10/16/2011

Triumph of Steve

Steve Jobs by Justin Colussy-Estes
Go to: Babble by

I became a full-time Macintosh user after realizing that I could make art and manipulate photos on a personal computer. I had used Macs before, but no more frequently than I had used machines running on DOS or Windows. And even after I had switched to Macs, I had a "live and let live" attitude about the whole Mac vs PC debate. I had my preferences, but I wasn't out to convert anybody. The same could be said with how I thought about Nikon vs Canon. I really didn't give a damn what SLR camera you used (The lens on the other hand was a different matter).

But I became a student of the graphic arts during the dark days of Apple, when everyone was predicting the company's demise. So I did feel a tad isolated. In the PBS documentary Triumph of the Nerds (which one instructor made his students watch), a bitter Steve Jobs in exile bemoaned the lack of taste in Microsoft's products.

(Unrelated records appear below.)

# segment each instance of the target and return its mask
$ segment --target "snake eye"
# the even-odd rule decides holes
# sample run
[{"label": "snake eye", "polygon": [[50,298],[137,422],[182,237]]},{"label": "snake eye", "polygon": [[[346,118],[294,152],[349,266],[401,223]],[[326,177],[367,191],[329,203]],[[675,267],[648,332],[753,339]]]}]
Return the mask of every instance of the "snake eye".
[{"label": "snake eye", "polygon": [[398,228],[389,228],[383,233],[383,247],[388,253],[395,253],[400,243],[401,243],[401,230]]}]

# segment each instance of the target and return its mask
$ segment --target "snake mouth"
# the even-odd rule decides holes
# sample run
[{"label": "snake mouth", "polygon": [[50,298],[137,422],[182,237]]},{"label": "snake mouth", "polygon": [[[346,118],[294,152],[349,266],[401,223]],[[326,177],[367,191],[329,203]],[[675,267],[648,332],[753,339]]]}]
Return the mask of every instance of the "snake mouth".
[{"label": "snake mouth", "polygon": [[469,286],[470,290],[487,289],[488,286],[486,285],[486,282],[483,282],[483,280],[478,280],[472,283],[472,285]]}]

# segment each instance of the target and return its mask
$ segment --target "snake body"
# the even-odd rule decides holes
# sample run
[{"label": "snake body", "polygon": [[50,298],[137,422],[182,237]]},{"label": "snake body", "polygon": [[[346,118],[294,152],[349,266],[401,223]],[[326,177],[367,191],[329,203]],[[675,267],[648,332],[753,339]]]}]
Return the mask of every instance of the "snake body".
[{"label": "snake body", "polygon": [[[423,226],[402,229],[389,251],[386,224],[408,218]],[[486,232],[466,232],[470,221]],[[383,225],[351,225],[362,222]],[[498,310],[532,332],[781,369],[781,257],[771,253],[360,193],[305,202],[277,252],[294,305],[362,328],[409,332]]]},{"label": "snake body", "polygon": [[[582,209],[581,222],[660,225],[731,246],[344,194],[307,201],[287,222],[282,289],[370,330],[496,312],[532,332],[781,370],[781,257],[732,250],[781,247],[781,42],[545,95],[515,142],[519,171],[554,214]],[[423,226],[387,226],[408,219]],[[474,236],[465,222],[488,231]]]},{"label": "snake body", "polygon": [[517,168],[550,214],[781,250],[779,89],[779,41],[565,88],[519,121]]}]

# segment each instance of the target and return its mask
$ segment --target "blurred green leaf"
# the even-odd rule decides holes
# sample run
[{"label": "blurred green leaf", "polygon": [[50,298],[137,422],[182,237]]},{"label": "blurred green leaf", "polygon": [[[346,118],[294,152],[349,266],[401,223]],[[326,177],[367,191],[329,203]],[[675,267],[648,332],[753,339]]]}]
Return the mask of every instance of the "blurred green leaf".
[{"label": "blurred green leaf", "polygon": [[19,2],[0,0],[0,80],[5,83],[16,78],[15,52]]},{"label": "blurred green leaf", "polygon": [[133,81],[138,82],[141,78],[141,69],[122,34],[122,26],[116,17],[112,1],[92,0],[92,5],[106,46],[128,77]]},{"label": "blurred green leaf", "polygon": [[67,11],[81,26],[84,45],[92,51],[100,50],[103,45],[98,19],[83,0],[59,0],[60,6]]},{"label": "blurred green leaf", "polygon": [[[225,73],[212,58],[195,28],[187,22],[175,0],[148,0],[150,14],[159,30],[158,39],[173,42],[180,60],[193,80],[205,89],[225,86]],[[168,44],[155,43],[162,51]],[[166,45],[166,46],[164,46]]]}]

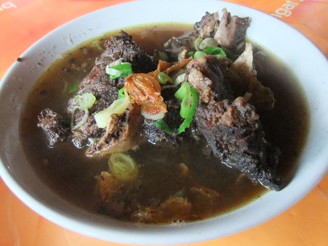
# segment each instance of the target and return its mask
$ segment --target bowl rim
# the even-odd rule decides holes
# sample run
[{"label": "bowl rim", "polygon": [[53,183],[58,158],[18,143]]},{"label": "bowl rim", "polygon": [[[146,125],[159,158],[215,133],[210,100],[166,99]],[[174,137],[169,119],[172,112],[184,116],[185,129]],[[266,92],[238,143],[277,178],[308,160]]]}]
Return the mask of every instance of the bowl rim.
[{"label": "bowl rim", "polygon": [[[170,1],[171,2],[174,2],[172,0]],[[55,33],[57,32],[60,31],[63,28],[68,26],[68,25],[74,25],[74,23],[80,22],[88,16],[95,14],[99,11],[106,11],[119,5],[124,5],[126,7],[128,7],[129,5],[134,6],[135,4],[139,4],[139,3],[150,3],[151,2],[151,0],[129,2],[111,6],[110,7],[100,9],[84,15],[59,26],[43,36],[25,51],[22,54],[22,56],[26,56],[31,50],[34,49],[35,47],[38,47],[40,44],[42,44],[44,40],[50,38],[53,35],[55,35]],[[187,0],[183,0],[183,1],[181,2],[188,3],[188,1]],[[296,28],[289,25],[282,20],[277,19],[274,17],[271,16],[269,14],[263,13],[259,10],[248,7],[241,6],[240,5],[237,4],[215,0],[207,0],[207,2],[215,2],[218,3],[221,2],[223,3],[223,5],[228,6],[228,8],[229,6],[242,6],[243,8],[249,9],[248,12],[249,12],[249,11],[251,12],[256,11],[261,15],[264,14],[265,15],[269,15],[270,17],[272,18],[273,20],[274,19],[273,21],[276,22],[278,20],[280,22],[280,25],[283,25],[285,28],[286,28],[289,30],[291,30],[294,32],[295,31],[297,32],[298,34],[301,34],[303,38],[305,38],[308,41],[310,42],[313,48],[317,50],[319,53],[321,54],[322,58],[324,57],[326,61],[326,66],[328,67],[328,66],[327,66],[328,65],[328,59],[327,59],[327,57],[321,52],[318,46],[310,40],[305,35],[299,32]],[[54,59],[54,60],[55,60]],[[8,80],[9,77],[11,76],[11,73],[14,70],[15,66],[15,64],[13,64],[3,77],[3,79],[0,83],[0,91],[3,91],[4,87],[6,86],[6,81]],[[327,159],[328,159],[328,154],[326,154],[326,155]],[[88,224],[86,224],[83,220],[78,220],[74,217],[71,216],[70,214],[63,214],[59,211],[56,211],[44,204],[42,201],[31,196],[29,192],[24,188],[20,186],[19,181],[16,180],[15,177],[12,176],[12,174],[10,172],[10,170],[8,169],[7,167],[6,167],[3,163],[2,159],[0,160],[0,163],[1,164],[0,165],[0,175],[1,177],[7,186],[15,194],[15,195],[18,197],[19,199],[23,201],[26,205],[27,205],[28,207],[30,208],[35,212],[41,215],[42,216],[70,230],[82,233],[90,237],[95,237],[104,240],[110,240],[116,242],[124,243],[134,243],[136,241],[137,241],[138,242],[138,243],[140,243],[140,242],[141,242],[142,244],[172,244],[177,243],[187,243],[191,242],[192,241],[197,242],[204,240],[212,239],[217,237],[217,234],[213,235],[213,234],[211,234],[209,233],[202,233],[201,234],[196,235],[196,236],[190,237],[190,238],[183,237],[183,236],[190,235],[190,230],[192,230],[193,228],[194,229],[198,226],[202,226],[201,224],[203,224],[204,221],[206,222],[211,220],[213,220],[213,219],[191,222],[188,223],[187,225],[183,224],[180,225],[179,225],[179,230],[176,230],[176,227],[175,227],[174,225],[156,225],[155,227],[148,225],[139,225],[135,227],[134,226],[131,227],[130,223],[119,222],[118,223],[119,224],[117,228],[112,228],[110,229],[110,232],[106,232],[106,230],[108,230],[108,228],[105,228],[95,223],[92,224],[92,223],[89,223]],[[318,171],[317,173],[318,174],[315,177],[316,178],[314,178],[312,180],[311,184],[307,187],[306,189],[302,190],[301,192],[298,192],[298,193],[296,193],[298,194],[298,195],[295,196],[295,197],[294,197],[292,200],[288,200],[288,201],[281,201],[281,202],[280,202],[281,203],[280,206],[279,208],[274,208],[271,211],[272,213],[270,215],[262,215],[261,216],[255,218],[252,220],[247,221],[246,223],[246,227],[245,227],[244,224],[241,224],[241,223],[240,223],[239,225],[237,225],[236,227],[234,228],[234,230],[230,230],[229,232],[226,230],[224,233],[221,233],[219,236],[223,237],[231,235],[245,230],[246,229],[250,228],[259,224],[277,215],[278,214],[282,213],[290,207],[295,204],[305,195],[306,195],[319,182],[320,180],[325,174],[325,172],[328,170],[328,162],[326,162],[325,166],[322,166],[322,169]],[[218,219],[219,218],[216,217],[214,219]],[[215,223],[214,223],[213,224]],[[154,228],[155,229],[154,229]],[[97,234],[97,232],[98,231],[102,231],[102,233],[101,233],[101,235]],[[175,231],[179,231],[179,232],[175,232]],[[106,232],[107,233],[107,235],[106,236],[104,236],[104,233]],[[145,240],[145,237],[147,237],[147,236],[149,236],[150,232],[153,234],[152,235],[152,240]],[[175,233],[175,237],[174,239],[169,238],[170,237],[167,237],[167,238],[166,239],[166,241],[159,241],[160,240],[163,240],[163,238],[165,237],[165,234],[167,233]],[[180,237],[178,238],[179,236]],[[118,238],[120,238],[119,240],[115,239]],[[190,238],[192,238],[193,239],[191,240]]]}]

Just a few years later, In the Beginning was the Command Line was touting Linux and other Unix-like operating systems as the future of the desktop. The mood within campus computer labs could be summed-up by a defiant editorial cartoon tacked-up in a graphic design classroom. In it, a guy walks into a studio full of people working on Macs and demands "We need a cartoon illustrating how Macs are becoming irrelevant", or something to that effect. It was easy for some to feel misunderstood as artists and as computer users. Such was the self-indulgence of youth. When Steve returned to Apple and unveiled a Unix-like OS to run on Macs, I was only a tiny bit, cautiously, hopeful. Steve may have been brilliant, but he still retained his legendary reputation for being an overbearing egotist and a difficult boss to work with. It wouldn't have surprised me if he prematurely left the company he co-founded for a second time.

Oddly enough, that's actually what happened. Instead of a boardroom coup d'état though, it was Steve's own mortality that betrayed him, at the all-too-young age of 56. That he died from cancer is deeply saddening to me in very personal ways that I won't get into. But when I think of Steve Jobs, I find him such an improbable character. He wasn't an engineer, programmer, MBA, or artist of any note. Yet he had an impact on technology, consumerism, and popular culture like no one else. And he left a dynamic company imprinted with the best, and worst, aspects of his mercurial persona and utopian idealism. In the words of Scott McCloud , a creator who's expressed strong opinions about the marriage of technology and art: "Great design can and does change the world. Poor design can and does ruin lives." That's a line a certain aspiring student from a long time ago would have subscribed to.